1. Today is my last workday and then the agency is closed until 2021. I’m going to sew a coat and eat a lot of cookies and not post anything, so here’s some things to read until then.
2. Watch this before it gets taken down: The full 1986 special “A Muppet Family Christmas.” I didn’t see it in 1986 and it wasn’t even on my radar until I read this Paste Magazine article about it (which includes the best summary of the Muppets ever: “The variety show icons remain, at their purest, a family of co-dependent anarchists”). We watched it last week and I nearly died from happy nostalgia–the Muppet Show cast! The Sesame Street cast! The Muppet Babies! The Fraggles!!
3. If you think about it, training an AI to do classical voice leading makes sense. Blob Opera from Google Arts & Culture is a lot of fun (and can play Christmas carols if you want, too).
4. Don’t fall for any articles coming up about how productive people were in 2020. We went through a pandemic that didn’t have to be this bad and oh, also an attempted coup and a whole bunch of other rage-inducing stuff, on top of whatever we were dealing with personally. As Anne Helen Petersen says:
“Whatever you’ve done this year in your personal or professional life, it’s enough. […] You are beloved and worthy of rest. Not because of your capacity to work, or your relative capacity to subsist on fumes. You are beloved and worthy of rest because you are human, not a robot. This year has emptied us. Give yourself permission to continue to seek fullness.”
5. And finally, even in a year that wasn’t full of exceptions, every single one of them bad, Christmas is hard for a lot of people.

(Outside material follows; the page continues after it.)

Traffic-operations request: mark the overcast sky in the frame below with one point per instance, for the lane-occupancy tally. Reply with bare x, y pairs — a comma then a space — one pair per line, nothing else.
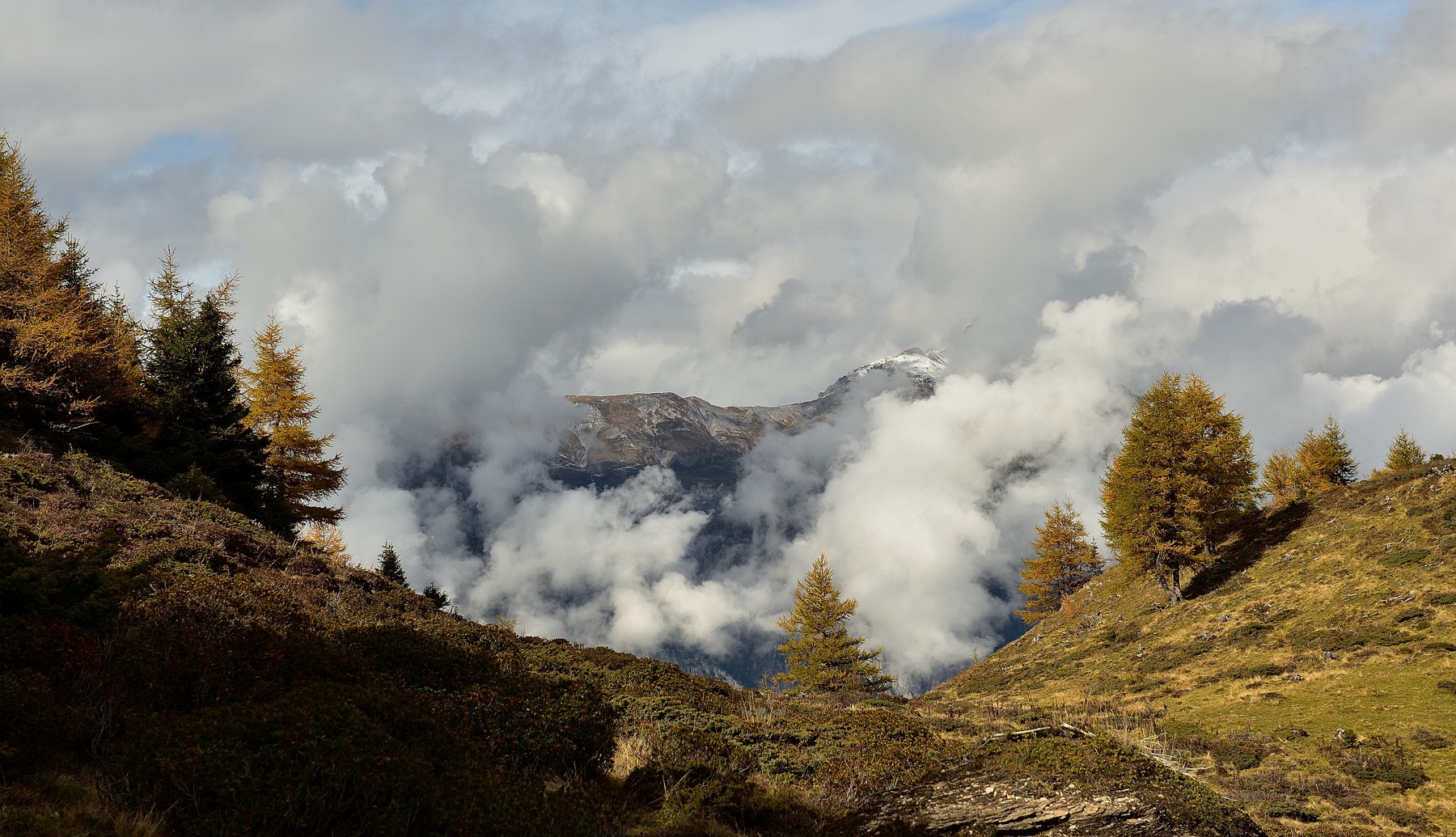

Maybe it’s bad memories of early family trauma. Maybe it’s missing someone who isn’t here now. Maybe it’s thinking, like Charlie Brown, “I don’t feel the way I’m supposed to feel.” Guess what? Whatever you are feeling is how you’re supposed to feel. Feelings are just feedback, like being cold or hungry. So be nice to yourself. Listen to that feedback. Do you need to not do that holiday thing that makes you feel bad? Don’t do it! I, a person on the internet, give you permission to feel and do what you need, rather than what you think you “should,” this Christmas (and always).